Okay, he’d go with that, Alex thought. “I just went over the entire interview with Bigelow and he just didn’t seem to be completely forthcoming with us.” He could see that she wasn’t being convinced, so he tried another tactic. “He wasn’t afraid enough.”
Confused, she stared at Alex. “Come again?”
“Think back,” he instructed. “Wills was scared to death of the person who killed Rogers.”
“And with good reason. The guy killed Wills,” she reminded him.
“That’s my point. There’s this history of violence with our mystery hacker. Bigelow claimed he saw the guy, yet he wasn’t worried about that guy coming back to permanently silence him the way he had Rogers. That doesn’t add up for me.”
Valri thought it over for a moment and played devil’s advocate. “It could just be that Bigelow wasn’t smart enough to think it through and realize how much danger he was in.”
She wrinkled her nose when she was working on a problem in her head. It added a degree of adorable to the whole thing, something he knew she’d be appalled about if he so much as mentioned it to her.
What had gotten into him? Alex silently demanded. They were working a murder case.
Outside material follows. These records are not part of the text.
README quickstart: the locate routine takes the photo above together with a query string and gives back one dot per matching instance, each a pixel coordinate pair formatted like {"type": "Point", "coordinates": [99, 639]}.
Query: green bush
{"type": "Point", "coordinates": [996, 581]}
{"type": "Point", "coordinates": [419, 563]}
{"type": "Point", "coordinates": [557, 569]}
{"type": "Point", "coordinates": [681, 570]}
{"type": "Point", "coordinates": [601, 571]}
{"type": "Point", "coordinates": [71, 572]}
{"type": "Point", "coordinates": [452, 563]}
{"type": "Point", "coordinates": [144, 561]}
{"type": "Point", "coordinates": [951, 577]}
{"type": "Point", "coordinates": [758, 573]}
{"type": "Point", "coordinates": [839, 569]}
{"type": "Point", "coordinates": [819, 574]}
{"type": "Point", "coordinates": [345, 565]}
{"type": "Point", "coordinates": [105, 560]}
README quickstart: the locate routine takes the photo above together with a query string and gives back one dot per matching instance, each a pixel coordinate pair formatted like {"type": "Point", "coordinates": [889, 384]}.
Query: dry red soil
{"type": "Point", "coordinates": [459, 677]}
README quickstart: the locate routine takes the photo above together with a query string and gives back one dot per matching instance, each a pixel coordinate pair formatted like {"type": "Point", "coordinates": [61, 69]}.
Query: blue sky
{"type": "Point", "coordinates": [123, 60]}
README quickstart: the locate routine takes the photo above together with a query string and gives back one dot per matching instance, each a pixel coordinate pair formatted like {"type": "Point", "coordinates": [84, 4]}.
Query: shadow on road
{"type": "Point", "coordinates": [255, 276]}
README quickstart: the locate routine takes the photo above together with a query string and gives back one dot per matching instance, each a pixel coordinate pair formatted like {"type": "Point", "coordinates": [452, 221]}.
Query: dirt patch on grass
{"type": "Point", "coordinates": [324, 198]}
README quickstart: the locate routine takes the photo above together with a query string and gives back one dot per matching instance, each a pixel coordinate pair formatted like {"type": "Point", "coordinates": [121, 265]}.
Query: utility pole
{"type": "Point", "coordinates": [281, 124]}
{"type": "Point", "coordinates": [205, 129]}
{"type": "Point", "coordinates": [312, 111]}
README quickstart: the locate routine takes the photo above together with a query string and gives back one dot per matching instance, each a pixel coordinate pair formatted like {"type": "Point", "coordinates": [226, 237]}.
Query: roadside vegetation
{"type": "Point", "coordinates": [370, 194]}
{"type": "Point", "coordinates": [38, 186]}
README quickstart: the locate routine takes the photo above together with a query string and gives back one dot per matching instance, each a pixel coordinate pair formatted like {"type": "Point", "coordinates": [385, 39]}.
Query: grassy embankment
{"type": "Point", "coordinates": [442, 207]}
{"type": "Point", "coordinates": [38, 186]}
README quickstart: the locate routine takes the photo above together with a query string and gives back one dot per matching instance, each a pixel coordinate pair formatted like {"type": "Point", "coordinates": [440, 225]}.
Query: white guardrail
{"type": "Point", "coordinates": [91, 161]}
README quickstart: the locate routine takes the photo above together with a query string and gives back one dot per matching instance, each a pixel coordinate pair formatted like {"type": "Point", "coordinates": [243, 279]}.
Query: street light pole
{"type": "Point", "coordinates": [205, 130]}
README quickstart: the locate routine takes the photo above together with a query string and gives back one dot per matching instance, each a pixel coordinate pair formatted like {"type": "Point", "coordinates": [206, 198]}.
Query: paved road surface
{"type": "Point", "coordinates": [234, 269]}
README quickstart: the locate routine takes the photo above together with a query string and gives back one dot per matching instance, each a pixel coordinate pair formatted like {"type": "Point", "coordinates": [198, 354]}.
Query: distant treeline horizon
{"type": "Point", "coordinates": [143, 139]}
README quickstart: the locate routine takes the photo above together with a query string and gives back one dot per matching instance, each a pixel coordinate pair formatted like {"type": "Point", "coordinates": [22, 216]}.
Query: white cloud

That was supposed to
take precedence over everything.
“Maybe,” he agreed without too much conviction. “But I still want to question him again.”
She saved her work on the laptop and rose. “Okay, let’s do it,” she said gamely. “Let’s go find our ‘nerves of steel’ gamer.”
“You’re really going to be embarrassed when I turn out to be right,” he told her.
“More like really astonished,” she fired back, managing to keep a straight face.
* * *
When they arrived at the guesthouse where Bigelow lived on his mother’s property, no lights were on in the two-room structure.
When no one answered the door after Alex had rung the bell three times, he let himself and Cavanaugh in the old-fashioned way.
He quickly picked the lock.
“That was no challenge at all,” he murmured. “The guy has to get a better lock than that.”
“Maybe he thinks nobody’s going to bother breaking into a gamer’s home,” she said, watching Alex make quick work with the lock. Then her admiration got the better of her. “You have to teach me that, someday,” she said enviously.
“Someday,” he agreed. Acutely aware of his surroundings, he slowly turned the doorknob and let himself and Valri into the house.
Service weapon poised, he held on to it with both hands as he visually swept the area.
Valri was right behind him.
All the gaming equipment was just where it had been when they came here the other day. There was only one thing missing: Bigelow. The gamer who had given them the description of the man who had paid Rogers to come up with a way to hack into a cell phone tower to create a duplicate was nowhere in sight.
From all appearances, the two-room guesthouse was empty.
“He’s not here,” Bigelow’s mother informed them.
Curious to see what was going on, she had followed the two detectives to her son’s living quarters. She stood in the guesthouse doorway now, her short, robust frame filling the area completely.